【アニ漫研究部】漫画やアニメに描かれる“伝説の名人”と羽生九段
2023年01月23日 14:24
芸能
漫画編集者 白鳥士郎氏の原作ライトノベルが「予言書」と話題になったね。「一手損角換わり」が飛び出したのがタイトル戦の第1局第1日というのも同じだし、打ったのが「タイトル通算100期を目指す伝説の名人」という設定だったから。それ、ほぼ羽生さんじゃん(笑い)。
スポニチ本紙デスク 実際には、羽生九段が過去に打った手をモデルに白鳥さんが作品にして、それを羽生九段が今回の王将戦で再び打ったということだけど、いずれにせよ面白い話だ。
将棋記者 羽生九段といえば、昨年7月のJT杯でも、つのだじろう氏の「5五の龍」に出てきた「相中飛車」の戦型に持ち込んで話題になった。
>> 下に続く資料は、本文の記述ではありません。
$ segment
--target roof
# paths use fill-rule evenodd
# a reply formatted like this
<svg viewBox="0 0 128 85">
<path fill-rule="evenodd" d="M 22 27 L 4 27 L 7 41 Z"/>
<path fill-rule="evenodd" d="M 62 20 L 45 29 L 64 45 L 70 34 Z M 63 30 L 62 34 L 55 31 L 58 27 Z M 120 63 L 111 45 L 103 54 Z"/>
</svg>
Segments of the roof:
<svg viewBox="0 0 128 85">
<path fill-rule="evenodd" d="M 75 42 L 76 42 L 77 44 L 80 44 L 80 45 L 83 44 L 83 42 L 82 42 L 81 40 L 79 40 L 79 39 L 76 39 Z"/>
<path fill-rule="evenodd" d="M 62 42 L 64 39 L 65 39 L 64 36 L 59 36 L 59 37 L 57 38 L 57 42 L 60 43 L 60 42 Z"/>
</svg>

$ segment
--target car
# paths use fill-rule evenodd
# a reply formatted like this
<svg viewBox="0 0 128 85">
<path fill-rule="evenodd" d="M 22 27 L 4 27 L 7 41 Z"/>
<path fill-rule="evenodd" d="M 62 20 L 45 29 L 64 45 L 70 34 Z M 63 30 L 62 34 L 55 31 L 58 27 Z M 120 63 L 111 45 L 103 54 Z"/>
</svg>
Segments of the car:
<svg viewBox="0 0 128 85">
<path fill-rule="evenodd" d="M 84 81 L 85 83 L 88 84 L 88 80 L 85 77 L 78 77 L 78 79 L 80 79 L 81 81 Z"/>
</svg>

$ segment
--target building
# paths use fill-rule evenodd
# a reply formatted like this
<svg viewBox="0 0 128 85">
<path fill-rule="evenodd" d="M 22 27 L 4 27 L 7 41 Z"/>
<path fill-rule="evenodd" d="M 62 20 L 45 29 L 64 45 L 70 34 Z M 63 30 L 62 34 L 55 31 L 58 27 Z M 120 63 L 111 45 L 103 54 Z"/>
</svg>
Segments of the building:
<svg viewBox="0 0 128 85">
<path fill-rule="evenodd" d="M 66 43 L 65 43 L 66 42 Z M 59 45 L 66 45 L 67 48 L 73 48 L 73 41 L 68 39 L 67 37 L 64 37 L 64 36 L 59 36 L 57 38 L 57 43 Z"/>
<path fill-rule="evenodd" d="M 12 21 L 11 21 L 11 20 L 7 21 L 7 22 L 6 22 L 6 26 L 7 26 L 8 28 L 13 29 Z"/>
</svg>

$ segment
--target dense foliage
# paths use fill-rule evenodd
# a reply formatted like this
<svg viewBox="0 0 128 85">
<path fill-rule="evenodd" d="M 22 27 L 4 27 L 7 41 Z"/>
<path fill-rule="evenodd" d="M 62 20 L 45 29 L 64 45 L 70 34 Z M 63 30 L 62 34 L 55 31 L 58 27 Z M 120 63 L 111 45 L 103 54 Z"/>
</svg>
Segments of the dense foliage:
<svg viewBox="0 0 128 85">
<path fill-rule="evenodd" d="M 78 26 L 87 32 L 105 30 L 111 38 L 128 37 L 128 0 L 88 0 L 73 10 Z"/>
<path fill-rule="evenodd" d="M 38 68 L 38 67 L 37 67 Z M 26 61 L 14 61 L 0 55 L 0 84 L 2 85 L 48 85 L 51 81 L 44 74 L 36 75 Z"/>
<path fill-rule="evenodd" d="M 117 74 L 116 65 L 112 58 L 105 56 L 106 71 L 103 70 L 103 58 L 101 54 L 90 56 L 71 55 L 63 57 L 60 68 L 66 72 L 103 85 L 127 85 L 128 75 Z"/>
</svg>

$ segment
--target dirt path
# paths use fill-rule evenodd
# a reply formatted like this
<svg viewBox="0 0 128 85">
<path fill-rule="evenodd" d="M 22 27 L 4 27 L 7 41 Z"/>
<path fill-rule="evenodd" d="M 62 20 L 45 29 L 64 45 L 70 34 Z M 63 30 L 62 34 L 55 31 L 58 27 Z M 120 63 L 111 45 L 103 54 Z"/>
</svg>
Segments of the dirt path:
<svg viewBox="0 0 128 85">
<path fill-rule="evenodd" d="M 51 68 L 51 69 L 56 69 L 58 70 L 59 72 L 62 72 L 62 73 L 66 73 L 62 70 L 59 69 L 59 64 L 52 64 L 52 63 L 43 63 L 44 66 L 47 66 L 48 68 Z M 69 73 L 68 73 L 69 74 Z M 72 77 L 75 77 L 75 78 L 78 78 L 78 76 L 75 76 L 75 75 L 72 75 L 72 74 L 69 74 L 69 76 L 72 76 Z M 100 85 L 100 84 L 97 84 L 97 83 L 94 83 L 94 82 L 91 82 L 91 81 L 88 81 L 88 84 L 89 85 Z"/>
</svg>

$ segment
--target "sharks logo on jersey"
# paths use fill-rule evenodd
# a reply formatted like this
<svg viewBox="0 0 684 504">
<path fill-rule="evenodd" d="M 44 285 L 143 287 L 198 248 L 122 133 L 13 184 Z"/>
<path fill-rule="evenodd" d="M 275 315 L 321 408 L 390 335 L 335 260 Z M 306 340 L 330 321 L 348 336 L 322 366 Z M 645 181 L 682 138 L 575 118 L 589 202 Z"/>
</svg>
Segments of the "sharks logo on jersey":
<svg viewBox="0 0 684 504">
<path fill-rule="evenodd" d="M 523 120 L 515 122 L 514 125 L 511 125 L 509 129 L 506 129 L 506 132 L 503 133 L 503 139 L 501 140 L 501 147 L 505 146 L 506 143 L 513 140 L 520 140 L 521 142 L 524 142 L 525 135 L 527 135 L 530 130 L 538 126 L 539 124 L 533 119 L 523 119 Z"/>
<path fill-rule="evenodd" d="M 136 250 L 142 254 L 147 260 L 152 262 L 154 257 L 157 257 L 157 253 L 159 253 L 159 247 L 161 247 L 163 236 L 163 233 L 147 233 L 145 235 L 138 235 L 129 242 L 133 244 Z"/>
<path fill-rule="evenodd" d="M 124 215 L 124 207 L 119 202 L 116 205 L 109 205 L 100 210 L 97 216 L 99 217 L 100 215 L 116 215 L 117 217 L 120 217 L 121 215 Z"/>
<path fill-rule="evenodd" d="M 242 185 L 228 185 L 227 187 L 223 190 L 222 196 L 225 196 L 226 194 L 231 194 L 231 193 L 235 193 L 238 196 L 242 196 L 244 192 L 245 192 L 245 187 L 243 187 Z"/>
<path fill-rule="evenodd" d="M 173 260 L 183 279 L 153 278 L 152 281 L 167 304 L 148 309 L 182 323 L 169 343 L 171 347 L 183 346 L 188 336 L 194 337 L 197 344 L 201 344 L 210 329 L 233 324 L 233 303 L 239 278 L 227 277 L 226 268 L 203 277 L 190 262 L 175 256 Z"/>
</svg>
劇中では「千日手になることが多いから専門家は避ける」という趣旨の説明がされていた。
本紙デスク 「5五の龍」は1970年代後半の作品だけど、羽生九段の世代にはファンが多いよね。全盛期の中原誠十六世名人や大山康晴永世王将や、「ひふみん」こと加藤一二三・九段ら実在の棋士も登場していた。
アニメライター つのだ氏といえば「恐怖新聞」や「うしろの百太郎」などオカルトの印象が強いけど将棋はアマ四段で「5五の龍」は当時の棋士に高く評価された。欠点だらけの主人公・駒形竜が将棋を通じて成長していくんだよね。「5五龍中飛車」が得意技だった。
漫画編集者 最近の作品だと、渡辺明名人の奥さんである伊奈めぐみ氏の「将棋の渡辺くん」が興味深い。現役棋士の日常や考えが、奥さんの目を通して描かれている。藤井王将との対局など、実際に戦った人だからこその感想が面白かった。
将棋記者 羽海野チカ氏の「3月のライオン」は最近、クライマックス感が出ていて目が離せないね。先崎学九段が監修する盤上の戦いに引き込まれるのはもちろん、棋士たちが見せる勝利への渇望、敗北の苦しみの描写は、読んでて苦しくなるほど。それだけに、主人公で高校生プロ棋士の桐山零が、周囲との人間関係に救われていくのがホッとするというか、泣かせるよ。
本紙デスク 3月のライオンに登場する宗谷名人は、ラスボス的存在だけど、羽生九段がモデルとも言われてるね。羽海野氏が言及したことはないけど、SNSで尊敬を度々言葉にしてるし、その可能性はあるかも。
漫画編集者 1990年代の名作「月下の棋士」では、主人公・氷室将介のモデルが羽生さんと作者の能條純一氏と語っているようだね。いざ対局となると凄まじいオーラを発する勝負師にひょう変するさまを表したのだとか。
本紙デスク 孤高の強さは、多くの漫画家やクリエイターが描きたくなる魅力があるのかも。藤井王将もそんな存在になって、今後の将棋漫画に登場するかもしれないね。